I stitched my crowd in monochrome colours this time, it had to be, it was a newspaper after all. And added another picture to the backside of my newspaper. Now for the scary bit…I cut up the newspaper to make it look like it was torn.  Then the crow was positioned behind the newspaper. Now all that was needed was to open up the window a little more, by folding back the edges. And voila….another stage 3/4 conundrum was made.

Posted by Agnes Iley , Wednesday, March 9, 2011 10:15 PM

It’s the eyes

For my next sample I started with a picture of a woman. With the help of my trusted little laptop I turned the picture into an applique pattern. Then I added some batting and stitched the outlines in black thread. The whole picture was quite dramatic, not just because of this lady’s striking features, but also because of the very strong colour palet I used.
So instead of doing her headscarf in applique I decided to drape the fabric for the scarf. I “bound” the whole piece with a silk border, which was decorated with some trinkets I picked up a couple of years ago in Istanbul.
Now I must admit that I am not a quilter, so I’ve got a thing or two to learn about adding borders.
I really must look into that some time.

Will you believe that this piece made me jump out of my skin, when I came downstairs in the middle of the night one evening? For a few seconds it looked like someone was staring at me from the other side of the room…..it’s the eyes they appear to follow you wherever you go!

Posted by Agnes Iley , Sunday, March 6, 2011 10:09 PM

More zapping

I had some black tyvek that I hadn’t used before so I thought it was time to give it a trial run.
For added drama I decided to pair it with a piece of (impossible to work with) silver fabric.
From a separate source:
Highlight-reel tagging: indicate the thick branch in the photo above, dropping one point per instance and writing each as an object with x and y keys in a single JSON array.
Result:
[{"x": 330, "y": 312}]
I stitched a geometric design onto the tyvek/silver sandwich and zapped it with a heat gun. I quickly found out that my stitching was a little to detailed and the stitching itself a little too fine to create a real nice effect. So I was a little disappointed with this sample.
Until I turned it over…the backside was far more interesting!  The melting (contraction) of the tyvek had created a rather interesting raised texture.

Posted by Agnes Iley , Friday, March 4, 2011 10:08 PM

My little window made me wonder

Is this a sample for stage 3 of this assignment or stage 4?

This has got texture, the surface is raised. But it was worked as a flat piece. I find it very hard to distinguish between the two.

A little conundrum that would hunt me through the rest of the pieces I’ve made for this assignment. Most of the pieces I have done have a “flat” element and a textured element.

So at the risk of infuriating my assessors I have, for the moment decided to label them as “Stage 3/4”.

Posted by Agnes Iley 10:06 PM

Stage 3/4

Stage 3 or Stage 4? That’s the question

My next little sample is of a gothic window.
The window itself is made from very simple lines in satin stitch, stitched with variegated thread onto a black kunin felt surface. Then I heat blasted the felt to expose the window and stitched the whole thing onto the red wrapper of a Christmas pudding.

This also gave me an idea I might have to work on some time…
How about a large window like this, with a stained glass scene made out of sheer fabrics?

Posted by Agnes Iley , Thursday, March 3, 2011 10:02 PM

Stage 3

Ah.this is better!

O.k. no more glue just sewing, that made me feel a lot better!
First a little sample made with a watersoluble stabilizer. Normally I would stitch quite heavily onto this, so after the stabilizer is dissolved the whole piece keeps its integrity.
This time I wanted to experiment a little to see if it was possible to work with single sewn lines with the squares of fabric ensuring the integrity of the piece.
It’s very delicate, but proves it can be done.

My next sample is a small piece of applique.
The contrasting fabric is a little remnant of the bleached black.
I like the striking effect that those very thin lines can have.
And am wondering about creating turning a line drawing into applique using this method.
It would be a hell of a job, asking for great precision, but I think the effect could be spectacular.